On a more trivial level, the film also indulges in occasional unreferenced jargon. Eichenberger, for example, uses the phrase "the big five" without explaining that she means lions, leopards, elephants, rhinos and buffalo.

Liversedge is passionate about his work. He was hired at the young age of 20 to help the Smithsonian participate in a survey of deltas; he fell in love with the Okavango and has lived there ever since, becoming one of the region's first game wardens.

Understanding that the long-term protection of wildlife habitats required the support of the international community, he turned himself into a wildlife filmmaker 20 years ago.
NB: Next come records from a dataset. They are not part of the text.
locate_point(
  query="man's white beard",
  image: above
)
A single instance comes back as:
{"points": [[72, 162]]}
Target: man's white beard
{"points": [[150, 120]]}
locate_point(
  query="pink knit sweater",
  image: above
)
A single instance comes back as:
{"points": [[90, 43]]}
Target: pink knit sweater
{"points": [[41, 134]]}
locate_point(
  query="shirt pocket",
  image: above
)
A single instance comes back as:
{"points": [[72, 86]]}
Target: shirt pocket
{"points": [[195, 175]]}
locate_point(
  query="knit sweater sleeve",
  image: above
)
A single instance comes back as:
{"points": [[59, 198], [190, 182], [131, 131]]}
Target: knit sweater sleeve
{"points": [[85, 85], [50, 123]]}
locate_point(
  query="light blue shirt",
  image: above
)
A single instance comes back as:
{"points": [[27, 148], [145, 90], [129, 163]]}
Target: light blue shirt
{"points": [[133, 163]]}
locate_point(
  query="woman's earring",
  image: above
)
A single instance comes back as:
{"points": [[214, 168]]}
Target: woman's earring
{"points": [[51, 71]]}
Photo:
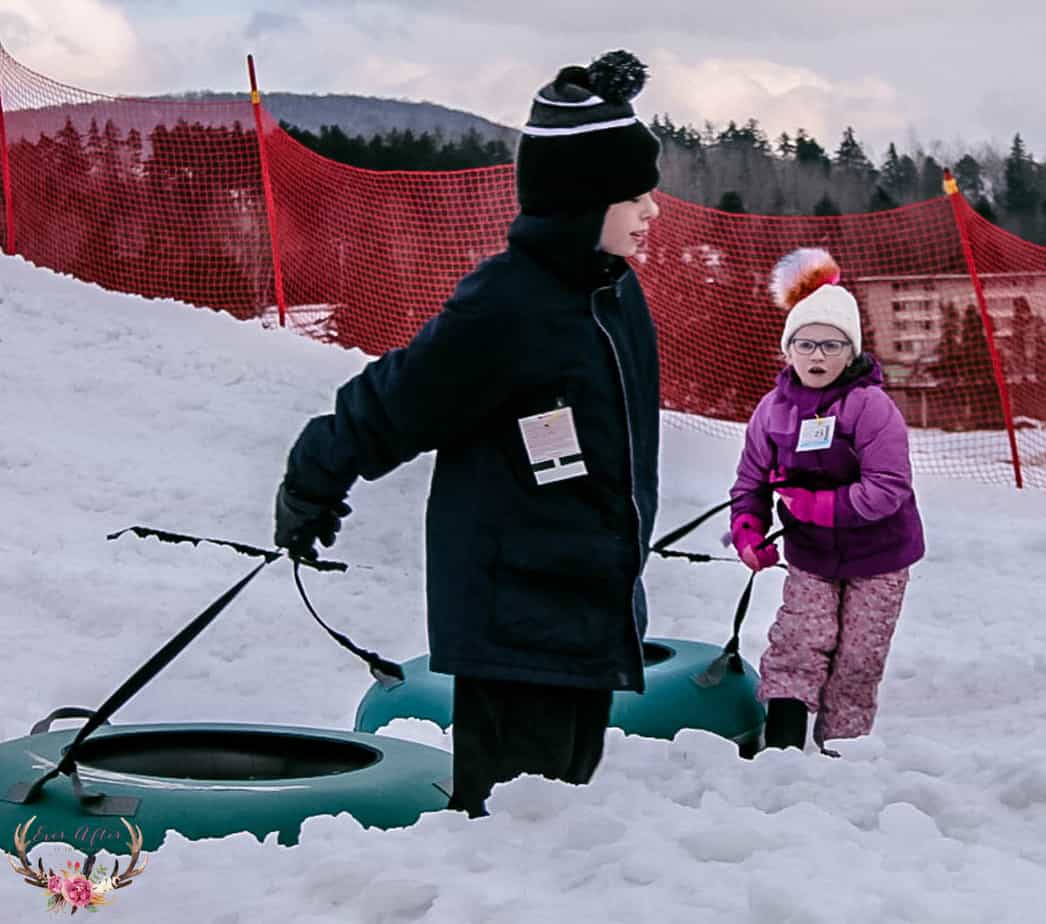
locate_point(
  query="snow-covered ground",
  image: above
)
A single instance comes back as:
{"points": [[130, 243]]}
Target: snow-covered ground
{"points": [[117, 410]]}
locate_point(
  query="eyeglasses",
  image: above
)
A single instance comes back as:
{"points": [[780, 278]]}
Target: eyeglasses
{"points": [[828, 347]]}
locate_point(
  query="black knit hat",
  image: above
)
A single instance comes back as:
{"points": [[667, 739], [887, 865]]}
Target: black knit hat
{"points": [[583, 147]]}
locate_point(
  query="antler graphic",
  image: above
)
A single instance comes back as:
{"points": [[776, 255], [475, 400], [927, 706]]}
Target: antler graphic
{"points": [[123, 879], [33, 877]]}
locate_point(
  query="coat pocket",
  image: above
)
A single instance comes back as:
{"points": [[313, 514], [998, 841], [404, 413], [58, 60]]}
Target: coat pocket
{"points": [[562, 592]]}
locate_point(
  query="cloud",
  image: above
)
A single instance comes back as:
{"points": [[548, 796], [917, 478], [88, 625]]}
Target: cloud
{"points": [[263, 22], [804, 20], [782, 97], [90, 43]]}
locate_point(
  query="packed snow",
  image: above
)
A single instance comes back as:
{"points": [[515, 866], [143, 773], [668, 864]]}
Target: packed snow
{"points": [[119, 410]]}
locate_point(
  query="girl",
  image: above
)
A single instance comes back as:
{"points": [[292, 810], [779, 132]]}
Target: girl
{"points": [[853, 528]]}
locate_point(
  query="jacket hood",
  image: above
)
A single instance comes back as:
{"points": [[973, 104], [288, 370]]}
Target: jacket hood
{"points": [[568, 246], [864, 372]]}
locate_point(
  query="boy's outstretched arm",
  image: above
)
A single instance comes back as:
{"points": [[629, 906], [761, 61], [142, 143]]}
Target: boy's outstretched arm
{"points": [[460, 365]]}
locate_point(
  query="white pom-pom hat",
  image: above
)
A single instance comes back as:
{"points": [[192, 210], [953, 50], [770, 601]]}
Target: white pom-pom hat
{"points": [[804, 284]]}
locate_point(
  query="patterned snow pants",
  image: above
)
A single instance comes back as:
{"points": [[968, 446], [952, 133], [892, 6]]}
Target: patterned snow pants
{"points": [[828, 647]]}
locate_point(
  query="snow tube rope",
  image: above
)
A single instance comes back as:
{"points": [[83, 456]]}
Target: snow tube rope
{"points": [[385, 672], [730, 658]]}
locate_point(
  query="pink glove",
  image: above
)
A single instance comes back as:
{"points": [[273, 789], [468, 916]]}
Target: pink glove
{"points": [[810, 506], [747, 532]]}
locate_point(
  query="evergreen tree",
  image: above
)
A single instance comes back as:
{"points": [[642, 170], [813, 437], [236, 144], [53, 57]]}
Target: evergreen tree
{"points": [[881, 200], [984, 208], [731, 201], [826, 206], [808, 152], [900, 176], [968, 176], [850, 156], [1022, 196], [931, 179]]}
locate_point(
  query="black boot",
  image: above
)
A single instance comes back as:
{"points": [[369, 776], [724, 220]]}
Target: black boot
{"points": [[786, 723]]}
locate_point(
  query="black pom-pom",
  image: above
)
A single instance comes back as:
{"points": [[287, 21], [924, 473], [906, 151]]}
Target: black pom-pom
{"points": [[617, 76], [572, 74]]}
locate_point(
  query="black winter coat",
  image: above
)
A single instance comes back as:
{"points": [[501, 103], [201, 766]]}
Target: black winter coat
{"points": [[529, 582]]}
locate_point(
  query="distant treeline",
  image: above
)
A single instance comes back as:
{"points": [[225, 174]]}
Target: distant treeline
{"points": [[737, 168], [404, 150]]}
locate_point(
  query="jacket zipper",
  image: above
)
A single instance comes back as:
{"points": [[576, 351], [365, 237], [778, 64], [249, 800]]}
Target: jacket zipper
{"points": [[632, 473]]}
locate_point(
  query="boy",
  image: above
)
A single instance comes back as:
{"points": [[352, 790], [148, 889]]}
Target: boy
{"points": [[538, 387]]}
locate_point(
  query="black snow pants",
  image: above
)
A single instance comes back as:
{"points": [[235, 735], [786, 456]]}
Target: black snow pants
{"points": [[504, 728]]}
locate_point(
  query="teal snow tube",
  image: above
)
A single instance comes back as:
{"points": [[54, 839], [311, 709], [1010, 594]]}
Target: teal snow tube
{"points": [[213, 780], [674, 698]]}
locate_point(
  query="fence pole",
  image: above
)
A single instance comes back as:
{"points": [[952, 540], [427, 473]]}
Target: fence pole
{"points": [[5, 165], [270, 205], [958, 202]]}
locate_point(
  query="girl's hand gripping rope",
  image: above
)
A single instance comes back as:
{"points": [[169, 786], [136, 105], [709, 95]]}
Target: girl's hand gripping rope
{"points": [[748, 534]]}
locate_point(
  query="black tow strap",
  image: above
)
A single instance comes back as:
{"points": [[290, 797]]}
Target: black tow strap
{"points": [[26, 793], [387, 673], [730, 657]]}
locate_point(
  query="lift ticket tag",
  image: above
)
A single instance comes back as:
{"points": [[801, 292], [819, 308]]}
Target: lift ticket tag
{"points": [[551, 445], [816, 433]]}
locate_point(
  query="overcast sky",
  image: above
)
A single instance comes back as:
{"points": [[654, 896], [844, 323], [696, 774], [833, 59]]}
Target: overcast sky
{"points": [[913, 71]]}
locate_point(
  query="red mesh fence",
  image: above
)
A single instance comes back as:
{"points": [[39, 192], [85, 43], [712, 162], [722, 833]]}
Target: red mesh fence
{"points": [[166, 199]]}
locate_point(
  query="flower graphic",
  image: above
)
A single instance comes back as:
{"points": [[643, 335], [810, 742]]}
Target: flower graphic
{"points": [[76, 892], [77, 886]]}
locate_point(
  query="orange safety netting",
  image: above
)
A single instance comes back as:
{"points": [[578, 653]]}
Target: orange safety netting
{"points": [[167, 198]]}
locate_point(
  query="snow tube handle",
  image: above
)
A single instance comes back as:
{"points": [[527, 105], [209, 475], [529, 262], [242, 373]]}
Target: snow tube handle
{"points": [[44, 725]]}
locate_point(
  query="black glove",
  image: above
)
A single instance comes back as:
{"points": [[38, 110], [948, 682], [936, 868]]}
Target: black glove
{"points": [[301, 521]]}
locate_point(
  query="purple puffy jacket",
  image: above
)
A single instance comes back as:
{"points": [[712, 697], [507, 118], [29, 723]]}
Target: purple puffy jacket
{"points": [[878, 526]]}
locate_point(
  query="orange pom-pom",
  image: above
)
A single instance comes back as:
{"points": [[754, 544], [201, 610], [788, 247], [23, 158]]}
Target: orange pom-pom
{"points": [[801, 273]]}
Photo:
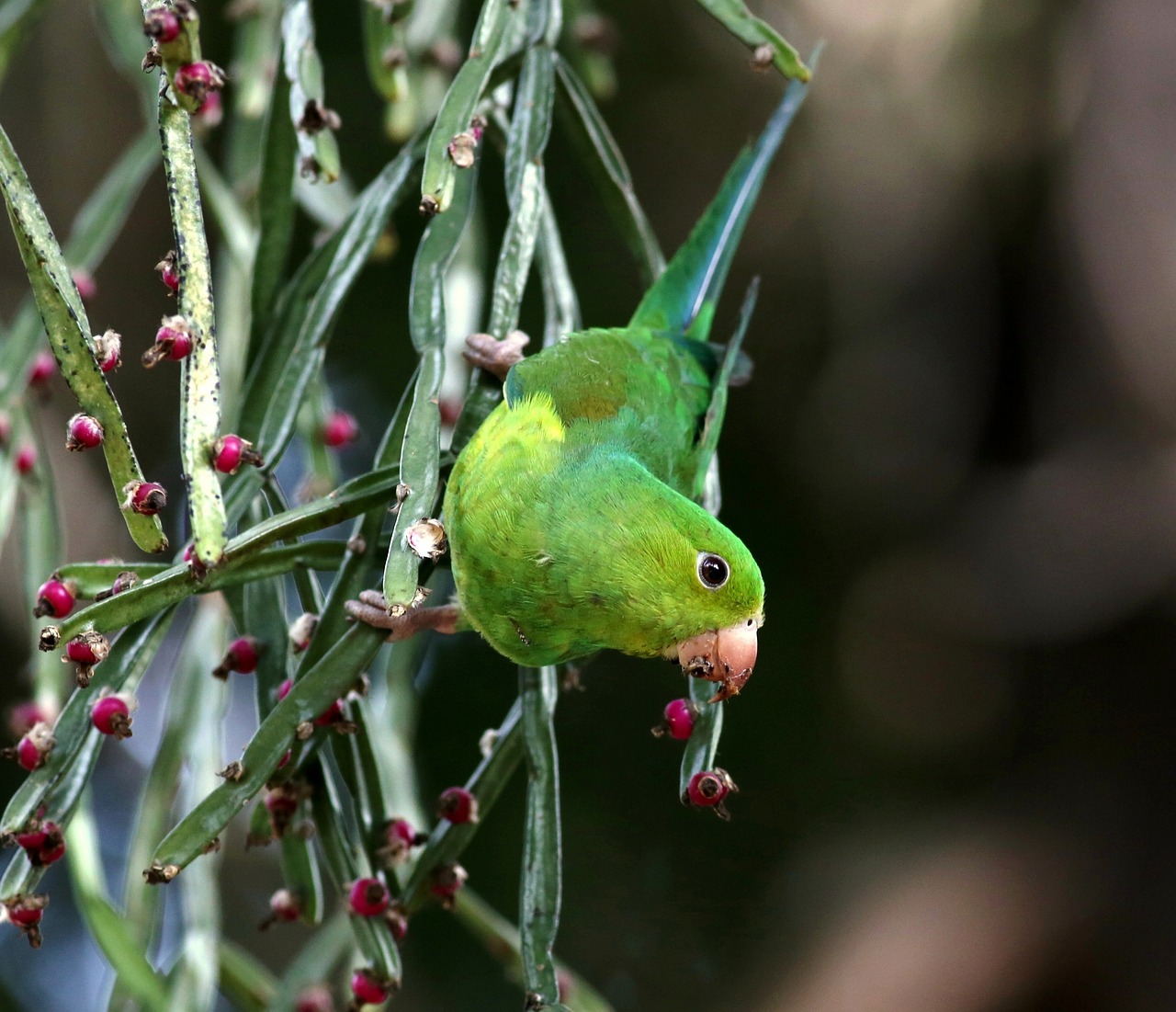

His efforts have been successful: Botswana, this film hastens to assure us, is better than most African countries, when it comes to wildlife and habitat preservation. Maintaining such stewardship is a challenge, though, particularly when thirsty neighboring countries eye the water-rich Okavango.

Given the instability of many African regions, the notion of going to war over Botswana's water certainly isn't far-fetched.

Clearly, the results of such a conflict would be devastating to everything shown  or, in some cases, hinted at  in this film. As an advocacy documentary, then, African Adventure: Safari in the Okavango is beautiful and invaluable.

As a film experience, however, it's a frequent letdown: a taste of some as-yet unmade much better movie, that we'll be able to enjoy when Stassen and Liversedge get all those money shots they mostly hint at here.